Using the harmonic scalpel lets us do bloodless surgery, and the resected nerve provides about a one-inch gap so the ends never grow back together, and that’s why the disease does not recur.
So in conclusion, what I would say is that a micro-invasive sympathectomy that we do through the tiny little holes is a very safe, and very effective therapy. The micro-invasive nature of the procedure results in a minimal amount of post-operative pain, and the patients recover quite quickly. I tell the story of the patient who had surgery on Friday and went out and played tennis on Saturday. These are very well-tolerated incisions, and most people are back to work at the end of a weekend, after having this surgery.
The harmonic scalpel lets us do the operation safely, and it doesn’t generate any heat so it shouldn’t cause complications. And so far, in our hands, this procedure has been 100% effective for eliminating hand, face, and armpit sweating, because the nerve and its branches are resected and not burned.
So in conclusion, the micro-invasive sympathectomy is effective treatment for hyperhidrosis, with a minimal amount of pain and problems, or morbidity, and rapid patient recovery from surgery. I hope this has been helpful information. Thank you very much.
Hyperhidrosis Surgical Procedure with Ethicon® Harmonic Scalpel
After inserting the trocars and using CO2 insufflation to expose the nerve, the harmonic scalpel is utilized to identify the sympathetic chain at the level of the 2nd and 3rd rib. Dissection is continued longitudinally along the nerve until all afferent and efferent branches, including the ‘Nerve of Kuntz’ are divided. The harmonic scalpel is next utilized to divide the sympathetic chain below the level of the ganglion being resected. The tissue is then elevated from the attaching structures, such as the rib and the underlying inter-costal vein, without causing damage to the vein.

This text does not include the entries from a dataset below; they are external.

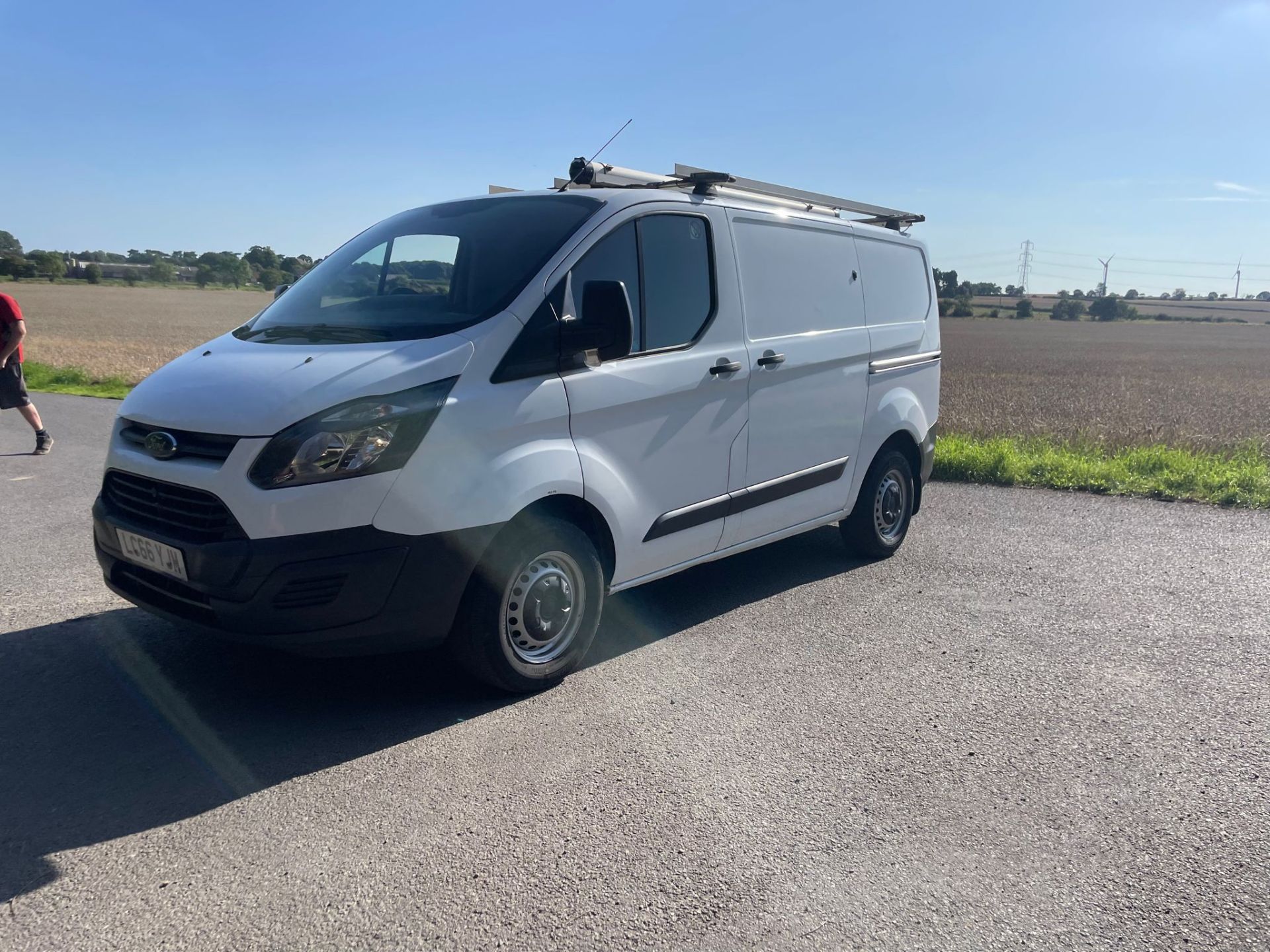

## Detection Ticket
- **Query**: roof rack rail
[555,159,926,231]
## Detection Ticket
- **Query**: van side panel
[847,229,941,515]
[374,313,583,536]
[724,210,870,546]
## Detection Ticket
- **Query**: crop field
[5,283,1270,450]
[940,319,1270,450]
[12,280,271,382]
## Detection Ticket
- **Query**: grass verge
[22,360,132,400]
[12,360,1270,509]
[933,433,1270,509]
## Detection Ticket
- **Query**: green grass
[23,360,1270,509]
[933,433,1270,509]
[22,360,132,400]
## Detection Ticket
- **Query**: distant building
[66,258,198,283]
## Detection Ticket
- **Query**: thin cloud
[1222,0,1270,26]
[1213,182,1261,196]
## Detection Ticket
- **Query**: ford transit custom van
[93,160,940,692]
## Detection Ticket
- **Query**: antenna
[556,119,634,192]
[1099,255,1115,297]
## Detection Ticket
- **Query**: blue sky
[0,0,1270,292]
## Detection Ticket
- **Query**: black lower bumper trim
[93,499,500,654]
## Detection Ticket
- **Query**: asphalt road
[0,396,1270,952]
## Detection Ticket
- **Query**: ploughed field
[12,280,272,382]
[12,282,1270,450]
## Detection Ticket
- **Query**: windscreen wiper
[243,324,389,344]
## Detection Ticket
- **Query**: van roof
[472,186,921,245]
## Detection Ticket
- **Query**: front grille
[102,469,245,542]
[110,563,216,625]
[273,574,348,611]
[119,420,241,459]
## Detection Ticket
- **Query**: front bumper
[93,498,500,655]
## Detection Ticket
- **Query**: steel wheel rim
[499,551,587,665]
[874,469,908,542]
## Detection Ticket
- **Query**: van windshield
[233,194,602,344]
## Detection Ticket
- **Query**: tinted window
[639,214,712,350]
[570,222,640,350]
[572,214,714,353]
[235,194,602,344]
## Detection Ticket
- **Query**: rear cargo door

The next step involves identifying the superior border of the 2nd rib, above which you do not wish to proceed to avoid damage to the stellate ganglion. The nerve is again divided with the harmonic scalpel, and further attachments to loose areola tissue are divided utilizing the harmonic scalpel until the nerve is free from attachment and ready for removal from the chest.
The 5-millimeter grasping instrument is inserted through the trocar, and the edge of the resected sympathetic chain is grasped for removal from the chest and deliverance to a pathologist.